Warning that direct Limerick to Cork route could be at risk 

Norma Prendiville

Reporter:

Norma Prendiville

Limerick must oppose any change to M20 route

A SINN Fein councillor has called for a united front by councillors to ensure that the selected, direct  route for the proposed M20 motorway  from Limerick to Cork remains  unchanged.  

The call, from Cllr Seamus Browne, follows  reports that a link from Limerick to Cahir  on the M8 Cork-Dublin motorway could be considered as a cheaper option.

“Suggestions of a cut-price motorway link between Limerick and Cork by diverting to the M8 motorway would be a disaster for both West Limerick and North Kerry,” the Abbeyfeale-based councillor said. “It would drive traffic away from the county and effectively lead to further economic isolation. It  would also have a very negative impact on potential tourist growth in West Limerick  and North Kerry,” Cllr Browne said.

“We need Limerick politicians of all parties to insist on the direct route connection through Charleville and Mallow which will allow for much greater connectivity with the west of the county,” he continued.
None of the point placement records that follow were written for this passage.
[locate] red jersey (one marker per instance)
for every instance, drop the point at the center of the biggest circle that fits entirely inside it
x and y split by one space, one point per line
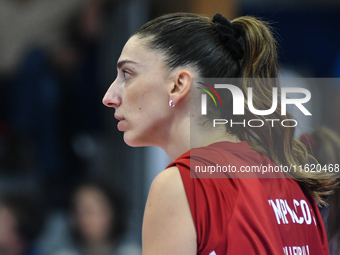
245 216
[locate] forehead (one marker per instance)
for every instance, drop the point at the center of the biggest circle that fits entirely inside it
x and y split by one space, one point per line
136 50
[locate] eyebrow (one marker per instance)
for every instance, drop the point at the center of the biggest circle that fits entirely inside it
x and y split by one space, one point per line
121 63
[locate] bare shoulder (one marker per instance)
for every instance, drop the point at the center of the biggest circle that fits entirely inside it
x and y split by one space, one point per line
168 227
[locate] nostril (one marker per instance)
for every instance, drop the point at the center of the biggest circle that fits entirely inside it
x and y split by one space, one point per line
110 101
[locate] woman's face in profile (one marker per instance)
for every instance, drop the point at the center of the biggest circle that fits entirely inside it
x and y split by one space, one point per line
140 94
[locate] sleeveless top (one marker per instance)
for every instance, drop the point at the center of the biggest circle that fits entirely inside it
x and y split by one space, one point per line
248 215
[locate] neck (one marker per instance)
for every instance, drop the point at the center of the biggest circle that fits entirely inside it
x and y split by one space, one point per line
183 137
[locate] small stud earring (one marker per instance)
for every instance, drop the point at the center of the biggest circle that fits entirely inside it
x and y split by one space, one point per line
170 103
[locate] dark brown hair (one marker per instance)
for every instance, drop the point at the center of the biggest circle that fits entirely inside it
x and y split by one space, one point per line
191 39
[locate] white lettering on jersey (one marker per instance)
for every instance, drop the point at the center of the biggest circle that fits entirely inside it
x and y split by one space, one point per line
282 210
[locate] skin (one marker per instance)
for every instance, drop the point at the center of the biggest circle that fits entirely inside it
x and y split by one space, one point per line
140 96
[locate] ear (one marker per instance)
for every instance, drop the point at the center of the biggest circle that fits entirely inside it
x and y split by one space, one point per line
181 86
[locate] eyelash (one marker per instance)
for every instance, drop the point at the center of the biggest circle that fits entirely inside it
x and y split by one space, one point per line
124 74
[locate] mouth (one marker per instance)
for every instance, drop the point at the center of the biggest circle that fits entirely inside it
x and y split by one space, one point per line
119 118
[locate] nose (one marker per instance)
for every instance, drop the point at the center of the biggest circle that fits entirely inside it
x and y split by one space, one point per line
112 96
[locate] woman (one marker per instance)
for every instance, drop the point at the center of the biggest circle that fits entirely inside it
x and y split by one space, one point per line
151 98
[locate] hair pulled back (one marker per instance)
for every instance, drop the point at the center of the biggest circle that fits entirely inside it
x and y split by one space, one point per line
193 40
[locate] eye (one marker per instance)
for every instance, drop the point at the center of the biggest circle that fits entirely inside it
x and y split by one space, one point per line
126 74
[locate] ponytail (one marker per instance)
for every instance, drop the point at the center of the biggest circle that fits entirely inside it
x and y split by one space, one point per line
278 142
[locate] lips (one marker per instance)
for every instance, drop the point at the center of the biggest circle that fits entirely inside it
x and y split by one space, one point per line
119 118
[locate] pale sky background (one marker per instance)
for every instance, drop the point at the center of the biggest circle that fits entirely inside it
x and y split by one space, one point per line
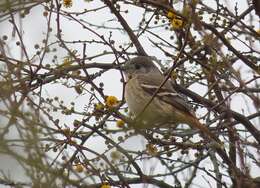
34 27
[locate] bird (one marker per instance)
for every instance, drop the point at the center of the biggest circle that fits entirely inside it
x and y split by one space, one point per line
154 104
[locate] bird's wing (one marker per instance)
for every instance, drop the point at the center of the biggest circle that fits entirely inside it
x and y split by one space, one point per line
166 93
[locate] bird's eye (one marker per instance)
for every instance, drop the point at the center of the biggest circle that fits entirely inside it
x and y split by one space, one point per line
137 66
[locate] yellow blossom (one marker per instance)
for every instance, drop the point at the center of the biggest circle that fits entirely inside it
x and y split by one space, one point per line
120 123
258 31
66 131
115 155
67 3
99 106
111 101
105 185
177 23
171 15
79 168
151 149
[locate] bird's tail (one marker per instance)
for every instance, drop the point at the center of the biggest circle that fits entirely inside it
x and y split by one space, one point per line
194 123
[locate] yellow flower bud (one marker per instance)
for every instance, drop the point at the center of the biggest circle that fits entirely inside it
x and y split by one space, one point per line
111 101
79 168
177 23
120 123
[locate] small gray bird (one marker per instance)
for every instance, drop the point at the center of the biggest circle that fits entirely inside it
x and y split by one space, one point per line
143 79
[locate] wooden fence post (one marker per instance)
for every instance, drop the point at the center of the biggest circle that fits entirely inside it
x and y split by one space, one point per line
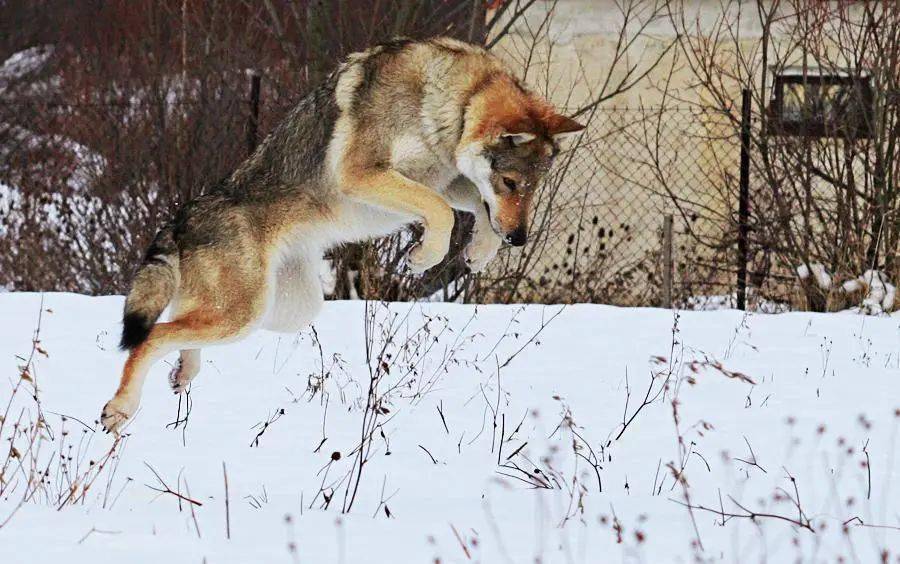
253 120
668 265
744 203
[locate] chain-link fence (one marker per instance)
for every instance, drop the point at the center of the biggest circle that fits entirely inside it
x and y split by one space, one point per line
601 228
640 211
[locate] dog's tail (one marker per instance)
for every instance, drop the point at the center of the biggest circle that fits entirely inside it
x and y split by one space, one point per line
153 287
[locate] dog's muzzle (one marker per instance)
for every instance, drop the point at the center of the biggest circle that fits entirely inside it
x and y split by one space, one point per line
518 237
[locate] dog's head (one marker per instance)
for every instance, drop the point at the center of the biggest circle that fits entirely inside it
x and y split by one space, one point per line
507 153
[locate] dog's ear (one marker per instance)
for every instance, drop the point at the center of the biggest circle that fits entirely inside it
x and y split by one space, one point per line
561 127
517 139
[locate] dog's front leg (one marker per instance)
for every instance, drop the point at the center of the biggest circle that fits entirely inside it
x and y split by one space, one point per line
463 195
394 192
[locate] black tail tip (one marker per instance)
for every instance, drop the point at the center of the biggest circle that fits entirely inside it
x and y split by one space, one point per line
135 330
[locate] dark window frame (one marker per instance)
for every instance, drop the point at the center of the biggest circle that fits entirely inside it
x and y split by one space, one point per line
857 123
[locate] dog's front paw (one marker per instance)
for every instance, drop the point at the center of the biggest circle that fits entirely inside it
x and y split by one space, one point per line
481 249
116 413
425 256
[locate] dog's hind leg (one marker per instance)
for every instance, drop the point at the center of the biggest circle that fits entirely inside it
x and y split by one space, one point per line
298 295
188 366
215 317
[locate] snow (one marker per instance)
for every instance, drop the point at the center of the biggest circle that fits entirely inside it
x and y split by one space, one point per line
821 408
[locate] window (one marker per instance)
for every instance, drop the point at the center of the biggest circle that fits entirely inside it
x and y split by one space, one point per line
816 103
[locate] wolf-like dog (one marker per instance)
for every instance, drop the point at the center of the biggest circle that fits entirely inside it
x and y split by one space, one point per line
400 133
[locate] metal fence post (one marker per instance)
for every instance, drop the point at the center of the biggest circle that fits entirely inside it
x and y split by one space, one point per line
744 202
668 266
253 120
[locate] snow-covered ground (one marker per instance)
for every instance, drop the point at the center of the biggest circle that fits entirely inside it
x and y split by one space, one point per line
495 434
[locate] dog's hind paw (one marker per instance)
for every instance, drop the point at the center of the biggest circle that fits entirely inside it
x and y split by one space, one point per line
178 378
116 413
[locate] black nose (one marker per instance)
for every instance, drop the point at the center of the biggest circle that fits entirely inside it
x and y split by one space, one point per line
518 237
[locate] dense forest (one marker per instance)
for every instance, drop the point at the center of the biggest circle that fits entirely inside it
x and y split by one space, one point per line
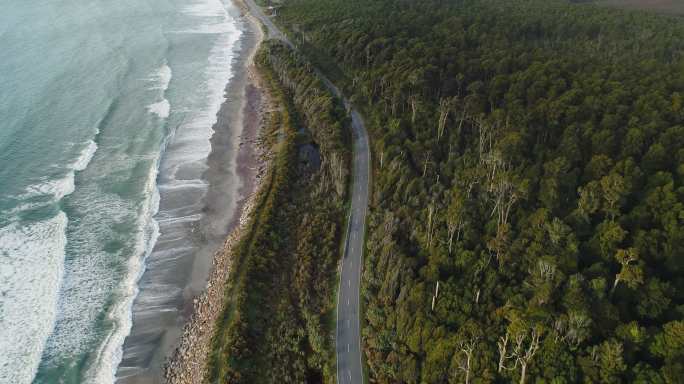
278 325
528 207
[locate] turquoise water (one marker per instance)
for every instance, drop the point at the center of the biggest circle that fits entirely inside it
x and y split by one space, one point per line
92 94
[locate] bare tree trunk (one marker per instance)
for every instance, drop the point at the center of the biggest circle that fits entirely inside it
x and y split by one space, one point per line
522 373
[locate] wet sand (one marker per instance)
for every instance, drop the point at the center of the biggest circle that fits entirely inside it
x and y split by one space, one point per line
171 289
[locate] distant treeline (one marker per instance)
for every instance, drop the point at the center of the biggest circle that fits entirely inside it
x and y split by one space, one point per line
278 326
527 219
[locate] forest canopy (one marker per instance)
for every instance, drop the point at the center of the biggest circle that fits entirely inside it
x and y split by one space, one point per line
528 208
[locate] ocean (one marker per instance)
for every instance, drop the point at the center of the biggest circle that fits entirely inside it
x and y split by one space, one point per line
106 115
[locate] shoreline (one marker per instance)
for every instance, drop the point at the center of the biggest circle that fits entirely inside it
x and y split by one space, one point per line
187 363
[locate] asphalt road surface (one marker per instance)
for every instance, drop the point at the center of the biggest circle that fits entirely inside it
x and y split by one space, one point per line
348 334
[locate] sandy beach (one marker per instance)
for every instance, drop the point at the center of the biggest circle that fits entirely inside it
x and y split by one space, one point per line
187 365
234 169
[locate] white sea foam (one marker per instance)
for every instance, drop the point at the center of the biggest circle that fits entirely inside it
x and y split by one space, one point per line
161 79
110 353
65 185
161 109
85 157
30 274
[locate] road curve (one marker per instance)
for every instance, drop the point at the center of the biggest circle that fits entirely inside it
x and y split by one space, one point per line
348 333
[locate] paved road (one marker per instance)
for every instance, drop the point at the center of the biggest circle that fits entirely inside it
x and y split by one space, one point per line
348 335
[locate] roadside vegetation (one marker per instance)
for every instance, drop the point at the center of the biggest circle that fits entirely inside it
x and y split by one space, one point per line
277 326
527 218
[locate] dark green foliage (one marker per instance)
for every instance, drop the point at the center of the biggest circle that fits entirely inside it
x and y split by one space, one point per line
529 158
276 327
“Limerick City and County Council needs to speak with one united voice to rule out this shortsighted penny pinching proposal.” 

Plans for the M20 Limerick-Cork motorway were shelved in 2010 during the recession due to lack of money for the €1bn project but the 105km route selected followed roughly the line of the existing Limerick Cork road.

But  there was disappointment in Limerick when it wasn’t included in the government’s Infrastructure and Capital Investment Plan.  However, earlier this year, €1m was allocated to revisit the plans, reigniting hope that it could be included in the government’s plan when the mid-term review takes place this September.

Meanwhile, both Limerick and Cork Chambers of Commerce have commissioned consultants in a bid to make a watertight  business case for a direct Limerick to Cork route which they say is vital for the creation of “ a dynamic and formidable Atlantic corridor.”

That report is due next month and will be presented to the government.

But fears have now emerged that revisiting the plans, and financial considerations, could also reopen the route selection.

A motorway connection from Limerick to the M8 at Cahir  could be as much as 63km shorter and cost up to €340m less.

However, it would also mean the Limerick to Cork journey would be much longer, at  141km, or 36km longer than the direct route.

Kieran Lehane, director of transport with Limerick City and County Council,  confirmed  the North/South proposal, approved by Transport Infrastructure Ireland, is the policy of the council.

Consultants to carry out the re-examination are being appointed and due to report before September.

However, a senior engineer with the council’s road design team, has cautioned that a revisit of the plans involves looking at all aspects.

 “It is possible for a different route to be selected.”